Yuri laughed as if exasperated with herself.
“Well, look.”
She raised the tone of her voice to brighten the mood.
“Even if it doesn't go well,”
Even so, she didn't say, 'You can just make a better song next time.'
“At that time, you can just regret it to death again. Make a face like it’s the end of the world. Because it actually would be the end of the world.”
She offered that suggestion.
“I guess so.”
“So, when that time comes, let's end it all. There doesn't have to be a next time.”
“Is that how it works? Instead of continuing?”
“Yeah, it’s always like that. You have to work as if you’re making the very last song.”
“I see.”
Yuri's logic—I couldn't tell if it was positive or negative—felt strangely right, and I couldn't help but laugh.
“You know, I got so many messages from the people who used to make fun of me. DMs, LINE, all that riff-raff.”
“Ah...”
I remembered when Yuri's middle school classmates showed up during the school festival.
Because people like them mocked her for writing lyrics, Yuri had started hiding the fact that she wrote them.
“I put it out under the name Yuri Azuma, not Yamatsu Rui. They were all like, ‘Is this Azuma-san!?’”
...And so, at some point, she had started writing lyrics under her real name.
“Yeah, I thought, finally, my words have flipped the world. It’s become a world where the people who made fun of me are now sucking up to me.”
“How did it feel?”
I felt it was a mean question, but I couldn't help asking.
Yuri made a face like, ‘You’re really going to ask that?’ before answering.
“It felt soooooooo good.”
“I bet...”
I have almost no way of contacting anyone I knew before high school (well, or maybe it’s just that nobody cares to look my way, but anyway), so no such messages came to me. But if they did, I’d probably feel the same way.
In fact.
“Can I be honest too?”
“Go ahead, I’m probably the same.”
I quietly confessed.
“When I saw the video views going up, I thought, ‘My music wasn't wrong after all.’”
“Haha, you’re the worst. ...Me too.”
“But you know,”
“Yeah?”
What an endless road this is, I thought, letting out a dry, exasperated laugh.
“...It wasn't exactly ‘happy.’”
“Right. I thought, the future I want isn't down this path.”
“Yeah.”
I don’t know exactly what Yuri means by flipping the world, but it seems we have to make it happen by walking a path of thorns.
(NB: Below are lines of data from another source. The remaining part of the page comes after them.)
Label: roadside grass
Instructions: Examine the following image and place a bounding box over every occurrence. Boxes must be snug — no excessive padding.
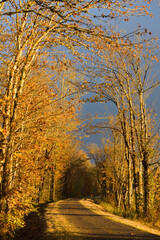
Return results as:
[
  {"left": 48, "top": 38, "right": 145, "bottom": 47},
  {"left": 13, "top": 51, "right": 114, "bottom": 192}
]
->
[{"left": 94, "top": 198, "right": 160, "bottom": 230}]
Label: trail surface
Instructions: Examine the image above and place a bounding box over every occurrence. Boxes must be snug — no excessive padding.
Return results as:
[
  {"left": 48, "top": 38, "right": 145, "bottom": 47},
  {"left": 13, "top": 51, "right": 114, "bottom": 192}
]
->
[{"left": 15, "top": 199, "right": 160, "bottom": 240}]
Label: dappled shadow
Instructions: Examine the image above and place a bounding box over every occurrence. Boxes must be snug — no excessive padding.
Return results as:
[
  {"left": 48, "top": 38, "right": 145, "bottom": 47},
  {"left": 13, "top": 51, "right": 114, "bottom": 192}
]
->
[
  {"left": 14, "top": 204, "right": 47, "bottom": 240},
  {"left": 39, "top": 232, "right": 160, "bottom": 240},
  {"left": 15, "top": 201, "right": 160, "bottom": 240}
]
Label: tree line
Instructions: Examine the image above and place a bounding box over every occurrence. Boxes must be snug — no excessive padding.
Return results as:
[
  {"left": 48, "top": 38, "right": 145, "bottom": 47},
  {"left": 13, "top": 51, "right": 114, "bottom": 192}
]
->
[{"left": 0, "top": 0, "right": 159, "bottom": 239}]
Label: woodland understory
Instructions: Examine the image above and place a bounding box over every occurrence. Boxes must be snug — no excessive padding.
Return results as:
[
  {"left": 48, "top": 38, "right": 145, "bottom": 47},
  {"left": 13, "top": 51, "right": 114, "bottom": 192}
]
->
[{"left": 0, "top": 0, "right": 160, "bottom": 239}]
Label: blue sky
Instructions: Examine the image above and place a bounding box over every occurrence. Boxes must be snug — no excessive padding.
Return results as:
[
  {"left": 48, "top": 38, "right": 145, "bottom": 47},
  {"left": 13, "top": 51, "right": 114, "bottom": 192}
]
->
[{"left": 83, "top": 0, "right": 160, "bottom": 145}]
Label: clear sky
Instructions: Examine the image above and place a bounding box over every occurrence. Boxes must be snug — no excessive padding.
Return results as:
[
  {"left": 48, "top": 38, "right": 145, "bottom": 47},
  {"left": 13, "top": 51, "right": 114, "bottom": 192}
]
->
[{"left": 83, "top": 0, "right": 160, "bottom": 145}]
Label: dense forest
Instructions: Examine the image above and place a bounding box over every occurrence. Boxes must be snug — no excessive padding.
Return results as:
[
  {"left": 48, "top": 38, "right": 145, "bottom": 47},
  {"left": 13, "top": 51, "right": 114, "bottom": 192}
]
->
[{"left": 0, "top": 0, "right": 160, "bottom": 239}]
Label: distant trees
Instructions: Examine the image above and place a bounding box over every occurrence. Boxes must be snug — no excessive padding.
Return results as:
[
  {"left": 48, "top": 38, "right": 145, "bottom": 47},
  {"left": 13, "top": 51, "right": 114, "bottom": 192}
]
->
[
  {"left": 86, "top": 38, "right": 159, "bottom": 218},
  {"left": 0, "top": 0, "right": 158, "bottom": 237}
]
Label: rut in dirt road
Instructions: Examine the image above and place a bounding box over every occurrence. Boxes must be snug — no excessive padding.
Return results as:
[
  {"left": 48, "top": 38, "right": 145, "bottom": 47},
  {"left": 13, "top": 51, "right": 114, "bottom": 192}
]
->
[{"left": 43, "top": 199, "right": 160, "bottom": 240}]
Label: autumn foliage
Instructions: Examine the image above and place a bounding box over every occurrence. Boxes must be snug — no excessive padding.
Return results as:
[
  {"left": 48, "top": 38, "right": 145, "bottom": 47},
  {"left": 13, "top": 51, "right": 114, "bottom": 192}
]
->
[{"left": 0, "top": 0, "right": 159, "bottom": 238}]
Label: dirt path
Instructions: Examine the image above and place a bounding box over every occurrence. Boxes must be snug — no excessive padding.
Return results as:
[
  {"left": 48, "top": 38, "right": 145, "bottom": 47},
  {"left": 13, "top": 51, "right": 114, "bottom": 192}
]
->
[{"left": 17, "top": 199, "right": 160, "bottom": 240}]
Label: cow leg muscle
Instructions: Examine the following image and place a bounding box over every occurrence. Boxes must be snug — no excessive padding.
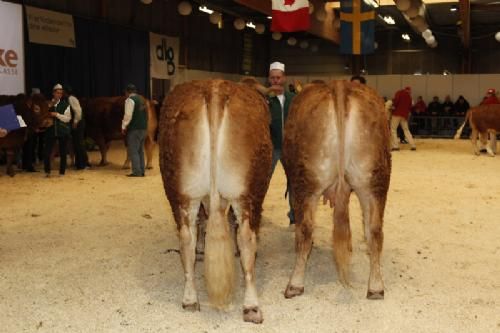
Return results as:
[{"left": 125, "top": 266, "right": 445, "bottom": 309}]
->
[
  {"left": 232, "top": 203, "right": 263, "bottom": 324},
  {"left": 179, "top": 201, "right": 200, "bottom": 311},
  {"left": 357, "top": 189, "right": 385, "bottom": 299},
  {"left": 285, "top": 196, "right": 319, "bottom": 298}
]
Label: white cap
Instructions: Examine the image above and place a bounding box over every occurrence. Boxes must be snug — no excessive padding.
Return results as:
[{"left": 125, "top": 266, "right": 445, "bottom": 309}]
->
[{"left": 269, "top": 61, "right": 285, "bottom": 73}]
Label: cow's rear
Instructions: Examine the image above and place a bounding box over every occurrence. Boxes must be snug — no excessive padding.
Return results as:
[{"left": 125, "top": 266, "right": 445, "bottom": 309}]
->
[
  {"left": 159, "top": 80, "right": 272, "bottom": 322},
  {"left": 283, "top": 81, "right": 391, "bottom": 298}
]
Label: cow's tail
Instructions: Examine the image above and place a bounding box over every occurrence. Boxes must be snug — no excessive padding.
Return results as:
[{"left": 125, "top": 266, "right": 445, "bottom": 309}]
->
[
  {"left": 333, "top": 81, "right": 352, "bottom": 285},
  {"left": 453, "top": 109, "right": 471, "bottom": 140},
  {"left": 204, "top": 86, "right": 235, "bottom": 309}
]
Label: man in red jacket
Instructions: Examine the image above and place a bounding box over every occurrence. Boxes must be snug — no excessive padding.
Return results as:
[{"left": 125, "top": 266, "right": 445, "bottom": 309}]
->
[{"left": 391, "top": 87, "right": 417, "bottom": 150}]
“Can amane... still do it again?”
“Who knows. But it doesn't change the fact that you should do it thinking it's the last song.”
“Maybe so.”
If that’s the case, then there’s no need to think about what comes after.
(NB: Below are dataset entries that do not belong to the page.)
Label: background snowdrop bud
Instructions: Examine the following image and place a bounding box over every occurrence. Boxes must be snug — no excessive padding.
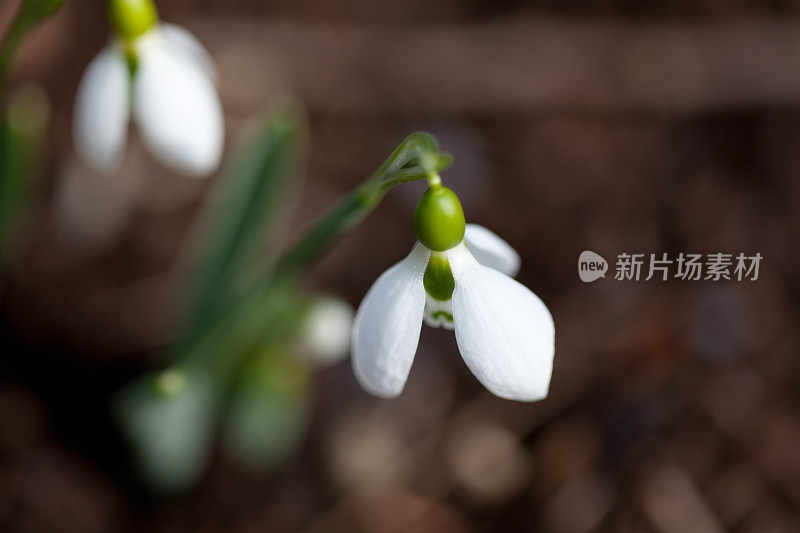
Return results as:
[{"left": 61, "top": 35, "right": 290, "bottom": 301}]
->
[
  {"left": 108, "top": 0, "right": 158, "bottom": 40},
  {"left": 414, "top": 185, "right": 465, "bottom": 252},
  {"left": 302, "top": 297, "right": 355, "bottom": 366}
]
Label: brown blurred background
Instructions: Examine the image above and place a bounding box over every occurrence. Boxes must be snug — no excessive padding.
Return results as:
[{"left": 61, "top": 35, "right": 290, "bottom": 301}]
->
[{"left": 0, "top": 0, "right": 800, "bottom": 533}]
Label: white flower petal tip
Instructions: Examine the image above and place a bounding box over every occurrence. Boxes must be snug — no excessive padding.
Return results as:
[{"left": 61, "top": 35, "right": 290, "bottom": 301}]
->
[
  {"left": 72, "top": 45, "right": 130, "bottom": 172},
  {"left": 302, "top": 297, "right": 355, "bottom": 366},
  {"left": 158, "top": 22, "right": 217, "bottom": 84},
  {"left": 464, "top": 224, "right": 521, "bottom": 277},
  {"left": 352, "top": 243, "right": 430, "bottom": 398},
  {"left": 133, "top": 35, "right": 225, "bottom": 177},
  {"left": 448, "top": 246, "right": 555, "bottom": 401}
]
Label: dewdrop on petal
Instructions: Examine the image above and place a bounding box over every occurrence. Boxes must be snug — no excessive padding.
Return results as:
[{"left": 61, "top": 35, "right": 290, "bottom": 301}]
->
[
  {"left": 352, "top": 175, "right": 555, "bottom": 401},
  {"left": 72, "top": 0, "right": 225, "bottom": 177}
]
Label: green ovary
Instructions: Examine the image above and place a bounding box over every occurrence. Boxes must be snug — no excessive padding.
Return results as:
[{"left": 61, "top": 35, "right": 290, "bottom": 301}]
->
[
  {"left": 414, "top": 185, "right": 465, "bottom": 252},
  {"left": 108, "top": 0, "right": 158, "bottom": 41}
]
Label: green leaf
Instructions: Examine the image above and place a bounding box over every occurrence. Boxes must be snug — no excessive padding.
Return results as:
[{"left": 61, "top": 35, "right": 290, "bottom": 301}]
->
[
  {"left": 178, "top": 101, "right": 307, "bottom": 337},
  {"left": 0, "top": 0, "right": 64, "bottom": 79},
  {"left": 0, "top": 84, "right": 50, "bottom": 262}
]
“Even so, disbanding is going too far. I wonder why Amane said such a thing?”
“She’s stubborn, or maybe she has strong preferences... she always does things her own way.”
“I wonder if that’s it.”
“Hmm,” Yuri made a thinking gesture.
“Despite how much I’ve followed amane-sama, I still don’t really understand what Amane is thinking.”
“Even for you, Yuri?”
“It’s not like I’m actually reading everyone’s minds.”
“Was that so...?”
Since she always seems to read my mind, I thought she might be a telepath...
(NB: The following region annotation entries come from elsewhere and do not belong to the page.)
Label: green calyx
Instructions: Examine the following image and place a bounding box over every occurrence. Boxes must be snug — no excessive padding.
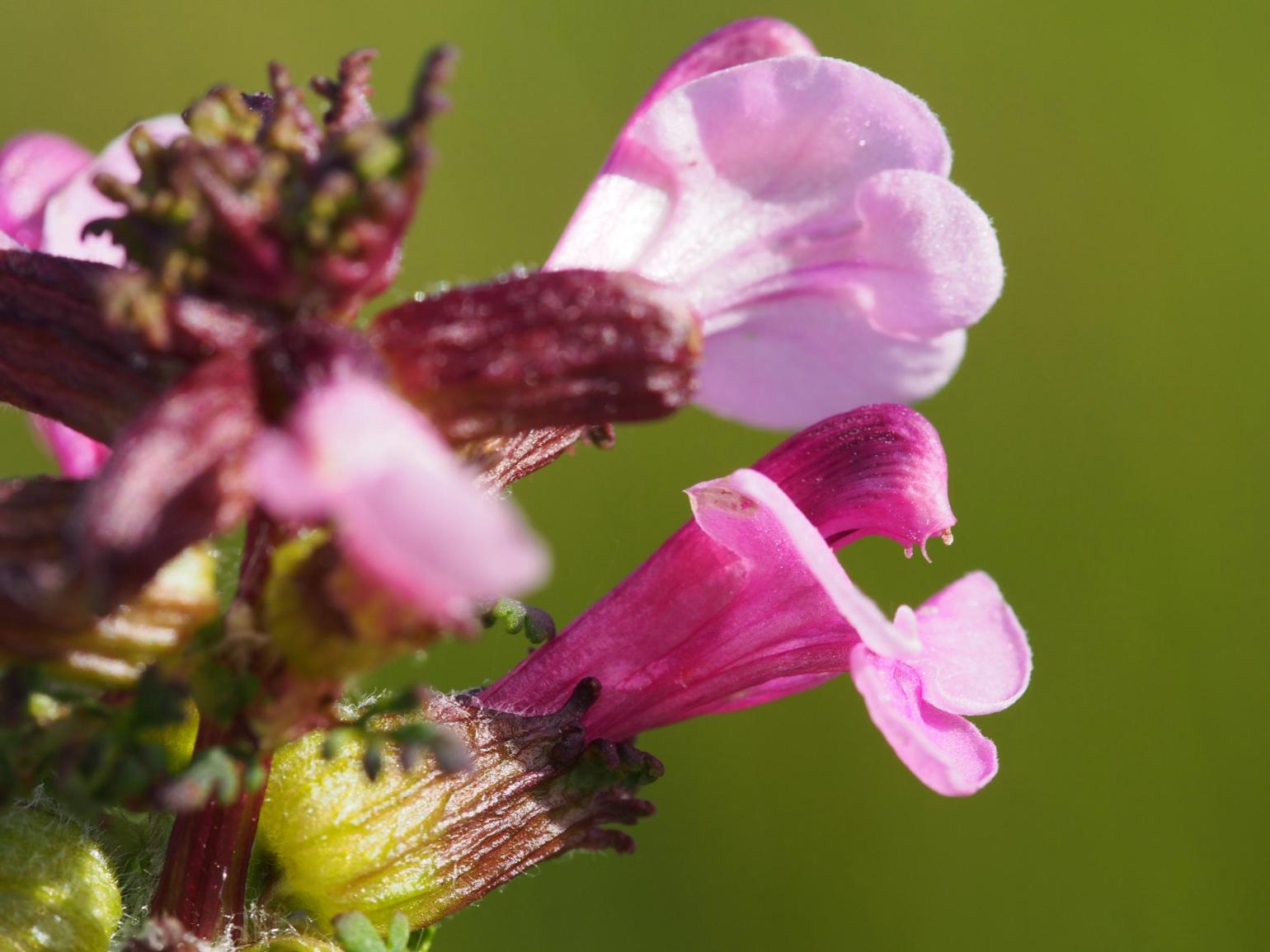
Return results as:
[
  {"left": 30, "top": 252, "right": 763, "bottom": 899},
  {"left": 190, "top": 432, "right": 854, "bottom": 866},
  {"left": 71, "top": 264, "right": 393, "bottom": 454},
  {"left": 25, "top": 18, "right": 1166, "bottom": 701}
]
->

“I wonder what Amane is trying to choose. And also—”
She let out a breath.
“—I wonder what she’s trying to be chosen by.”
Yuri bit her lower lip.
“I see...”
“Well, no point thinking about it. I have to write god-tier lyrics for this god-tier song immediately!”
Yuri stood up with a pop.
“Konuma, are you staying here? You’re going to do the arrangement and stuff, right?”
“Oh, yeah.”
“Then, can I write the lyrics here? Let’s just send the DEMO today.”
“That’s fine but... wait, can you write them that fast?”
“Yeah, I’ve already decided on the song title!”
“Seriously...! What’s the title? ...Can I ask?”
“Fine. This is a special exception, okay?”
Yuri smirked and wrote four large characters on the whiteboard.
The song title written there was—
『ラスト!』 (Last!)
“‘Last!’... Even though it’s the end, it’s quite energetic.”
“This ‘!’ is like my prayer, or maybe my wish.”
“Prayer? Wish?”
As I tilted my head at her usual high-context comment, Yuri winked at me.
“Just turn a blind eye to the fine grammar.”